どうやっても立ち上がってくれそうになくて、床に転がった傘を傘立てに入れると、私は柊木さんの脇の下に腕を差し込み、家の中へ運んだ。
女性とはいえ柊木さんは大人だし、何より背が高くて、運搬は一苦労だった。
とりあえず玄関に寝かせると、靴を脱がし、肩を掴んで軽く揺すりながら、柊木さんに声をかける。
「柊木さん……起きてください……ここ、玄関です。風邪引きますよ」
「う”……ミ………ん……」
本当は夕飯を食べて欲しかったし、風呂にも入って欲しかったが、起こすのは難しそうだった。
私はため息を吐くと、もう一度柊木さんの脇の下に腕を差し込む。
「ベッド……行きますよ……!」
そう声をかけ、汗だくになりながら、引きずるようにしてリビングまで柊木さんを運んでいく。

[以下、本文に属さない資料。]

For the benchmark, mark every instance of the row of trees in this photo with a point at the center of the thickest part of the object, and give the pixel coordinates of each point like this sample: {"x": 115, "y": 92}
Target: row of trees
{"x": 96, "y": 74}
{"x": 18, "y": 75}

途中で柊木さんの足がテーブルに当たってしまい、とても痛そうな音がしたが、柊木さんが目を覚ます気配はなかった。
必死な思いで、なんとかベッドの上に柊木さんを乗せることに成功した私は、縁に座って顎から垂れる汗を拭う。
柊木さんはと言うと、人の苦労も知らず、気持ち良さそうに眠っていた。
起こさない程度に頬を指でつつくと、反応する素振りを見せるが、それでも起きない。
「もう……」
柊木さんのサラサラの髪を撫でながら、私は口を僅かに尖らせた。
ずっと貴女の帰りを待っていたのに、貴女と話せないなんて、ガッカリだ。
でも、柊木さんの寝顔を見ることはそうそうなくて、これでもいいなんて思えてしまう。
自分の夕飯と、ベッドから離れようとした時、柊木さんの口が動いた。
うっすらと目も開いていて、起きたようだ。
「………ゃ………?」
「……?」
「ぉ…よ………かわ…い……ね……」
「なんて言っているんですか……?」
よく聞き取れず、柊木さんの口元に耳を近付けた瞬間のことだった。
柊木さんの手が私の頭を掴み、引き寄せる。
そして唖然とした私の唇に、何か柔らかい物が押し付けられた。
柊木さんの吐息が鼻に当たって、柊木さんの匂いを感じる。
何をされたのか、理解した途端、まるで燃えてしまっているのではないかと錯覚する程、私の顔は熱くなった。
「ちょ……っと……!柊木さ……」
押し退けようとするが、力を込めると更にその倍の力で引き寄せられ、また同じことをされる。
角度を変えて、長さを変えて、啄むように、喰らうように、次第に深くなっていく。
それどころか、柊木さんにベッドの上に引き上げられ、寝かされる。
私に馬乗りになった柊木さんはやはり酔っているようで、目の焦点が合っていない。
でもその焦点の合っていない目に、いつか見た“熱”をまた感じて。
私の体の芯にもその熱が移ったようにドッと押し寄せて、まるで金縛りにあったかのように動けなくなった。
「好きだよ、ミキちゃん……大好き」
「あ、っ……柊木さ……待っ……」
「待たない」
狼のような視線に射抜かれて、逃げられないことを悟った。
ダメだ、これは、違う、柊木さん、なんで。
絡まる思考、柊木さんの匂い。
そして、また。
雨が降っている。
軋む音も、誰かの声も、何もかも、土砂降りの雨に搔き消されて溶けていった。
以下プロフィール。
柊木明美
年齢・永遠の20歳(自称)
身長・172cm
職業、年齢不明の謎のお姉さん。
20歳を自称しているが実際は25、6程。
根っからの女好きで女誑し。
仕事終わりに岩津と飲んできた。
途中で相席した素敵なお姉さんをちょっと口説き落としたかもしれないけど、連絡先は交換しなかった(いつもはしている)
盛川美希
年齢・17歳
身長・163cm
生徒会長をしている高校3年生。
文武両道で家は超大金持ち、家事も完璧にこなせるハイスペック人間。真面目である。
元々上手かった料理が、柊木さんと住むようになってからプロ並みになった。
柊木さんと2人で飲食店を経営するところを想像してしまって、思わず自分を殴りそうになった。
調理師免許を取ってみようか、なんて思っている。